Entre as prioridades definidas pelo grupo de trabalho eleitoral nacional do PT, está o lançamento de candidaturas em Belo Horizonte (MG) e em São Paulo (SP), mas ainda sem nomes definidos. Na capital paulista, Orlando Silva (PCdoB) e Márcio França (PSB) já são nomes pré-lançados na disputa.

No Nordeste – onde quatro governadores são petistas –, há um esforço para lançar candidatos na maioria das capitais. Marília Arraes é pré-candidata no Recife (PE), onde pode disputar com João Campos (PSB) e Túlio Gadelha (PDT). Outros nomes petistas discutidos são Luizianne Lins em Fortaleza (CE) e Natália Bonavides em Natal (RN).

Em Porto Alegre, por outro lado, têm avançado conversas entre PT e PSOL para apoiar a candidatura de Manuela D’Ávila (PCdoB), vice de Fernando Haddad (PT) na corrida presidencial de 2018. O ex-presidenciável não deve ser uma opção nas urnas no próximo ano. Na capital gaúcha, Juliana Brizola pode concorrer pelo PDT.

Além de questões locais, a dificuldade de unificar candidaturas esbarra em interesses mais amplos de cada legenda. O ex-presidente Luiz Inácio Lula da Silva defendeu, em entrevistas recentes, que o partido tenha um amplo número de candidatos para usar o tempo da propaganda eleitoral para se defender.

A diretriz foi confirmada por Gleisi Hoffmann. “O processo eleitoral de 2020 é importante para o fortalecimento do partido, das nossas propostas e para a nossa defesa também, para desconstrução do que o partido sofreu em todo esse período. É a oportunidade que a gente tem para falar de forma mais próxima e abrangente com a população. É uma estratégia que, obviamente, a gente tem como referência”, afirmou.

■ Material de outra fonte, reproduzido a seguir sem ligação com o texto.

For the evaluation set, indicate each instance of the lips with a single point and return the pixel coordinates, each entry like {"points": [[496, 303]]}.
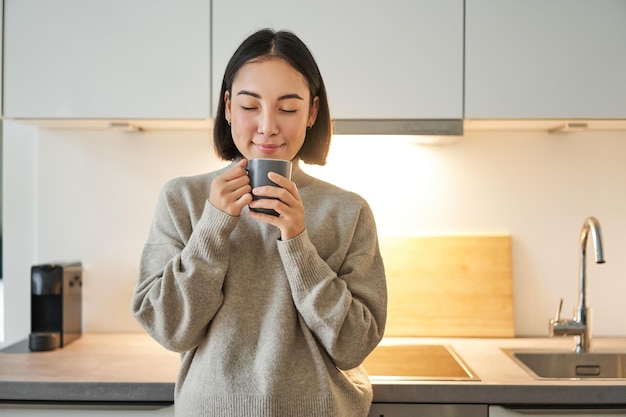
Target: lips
{"points": [[267, 148]]}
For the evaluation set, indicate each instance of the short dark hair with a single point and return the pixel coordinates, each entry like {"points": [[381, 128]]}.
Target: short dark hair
{"points": [[266, 44]]}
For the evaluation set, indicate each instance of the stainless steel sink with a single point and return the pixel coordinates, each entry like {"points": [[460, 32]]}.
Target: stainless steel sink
{"points": [[570, 365]]}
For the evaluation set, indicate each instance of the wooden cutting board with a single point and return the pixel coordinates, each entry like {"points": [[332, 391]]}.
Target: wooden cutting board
{"points": [[449, 286]]}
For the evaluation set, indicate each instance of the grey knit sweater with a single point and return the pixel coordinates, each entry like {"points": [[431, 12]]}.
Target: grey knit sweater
{"points": [[265, 327]]}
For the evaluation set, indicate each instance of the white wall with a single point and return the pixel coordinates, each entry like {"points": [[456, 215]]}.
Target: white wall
{"points": [[96, 193]]}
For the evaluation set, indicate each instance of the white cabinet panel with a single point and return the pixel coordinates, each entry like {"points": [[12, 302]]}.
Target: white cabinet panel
{"points": [[379, 59], [107, 59], [545, 59]]}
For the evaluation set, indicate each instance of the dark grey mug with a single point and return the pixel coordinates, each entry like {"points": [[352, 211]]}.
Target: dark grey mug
{"points": [[258, 170]]}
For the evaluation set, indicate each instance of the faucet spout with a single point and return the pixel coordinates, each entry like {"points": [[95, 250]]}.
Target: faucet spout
{"points": [[580, 325], [590, 225]]}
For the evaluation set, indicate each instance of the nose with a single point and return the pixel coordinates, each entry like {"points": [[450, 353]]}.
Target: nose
{"points": [[267, 125]]}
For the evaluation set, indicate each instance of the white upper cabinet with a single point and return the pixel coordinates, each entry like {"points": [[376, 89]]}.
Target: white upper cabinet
{"points": [[393, 59], [545, 59], [94, 59]]}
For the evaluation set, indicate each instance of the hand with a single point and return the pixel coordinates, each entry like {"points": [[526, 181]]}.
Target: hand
{"points": [[287, 204], [230, 191]]}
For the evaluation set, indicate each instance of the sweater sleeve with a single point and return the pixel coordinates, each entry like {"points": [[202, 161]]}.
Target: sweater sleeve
{"points": [[181, 272], [345, 310]]}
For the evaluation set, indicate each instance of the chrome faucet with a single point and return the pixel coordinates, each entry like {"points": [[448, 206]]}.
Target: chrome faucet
{"points": [[580, 325]]}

Em meio à expectativa de uma possível libertação, Lula continua a influenciar o cenário político. O presidente do PSB, Carlos Siqueira, citou declaração do ex-presidente de que o PT deveria lançar nomes em todos municípios como um possível entrave. “Se for para valer essa declaração, não haverá união”, diz Siqueira. Segundo ele, apesar de haver disposição de diálogo, alianças eleitorais em 2020 ainda não foram discutidas entre as duas legendas.

Os integrantes das cúpulas partidárias têm se dividido entre os interesses de cada sigla, uma busca em responder à crítica da fragmentação em 2018 e em fortalecer o campo para a corrida presidencial em 2022. “O que a eleição municipal define é o simbolismo, para a sociedade. Se a gente conseguir estar unido em algumas capitais traz uma força, mas não é decisivo”, afirmou Lupi.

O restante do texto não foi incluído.